I upgraded from TensorRT 7.2.3.4 to TensorRT 8.0.1.6.
In my code configuration, after the initialize(first inference here), inference is performed twice in a row.
When inferring twice in a row, the speed of the first inference is very slow.
The speed difference seems to be more than doubled.
In TensorRT 7, both had the same speed.
I have the same symptoms on both Jetson nano and PC.
Is there a difference between 7 and 8?
Environment
TensorRT Version: 8.0.1.6 GPU Type: Jetson nano, gtx1060 Nvidia Driver Version: CUDA Version: 10.2 CUDNN Version: 8.1(PC), 8.2(Jetson nano) Operating System + Version: Ubuntu 18.04 Python Version (if applicable): TensorFlow Version (if applicable): PyTorch Version (if applicable): Baremetal or Container (if container which image + tag):
Relevant Files
Please attach or include links to any models, data, files, or scripts necessary to reproduce your issue. (Github repo, Google Drive, Dropbox, etc.)
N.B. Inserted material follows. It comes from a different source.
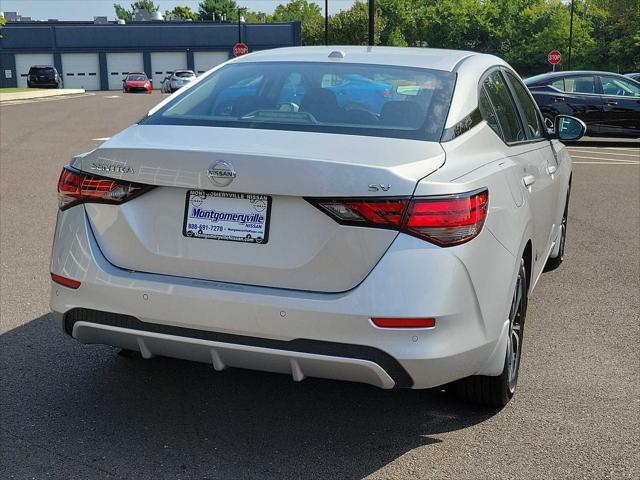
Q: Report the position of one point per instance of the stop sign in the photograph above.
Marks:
(240, 49)
(554, 57)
for(int i = 0; i < 2; ++i){
/*
do preprocess
*/
inference(data);
/*
do postprocess
*/
}
After about 15 seconds or more after the for loop, when I run the for loop again, the first cudaMemcpyHostToDevice is very slow.
But if I run the for loop again in about 15 seconds, it’s very fast.
I believe this is an expected behaviour, The very first run usually takes a long time in setting up stuff.
If you find this as an issue, could you please collect the Nsight Systems profile so that we have a better look.
Also please share minimal issue repro to try from our end.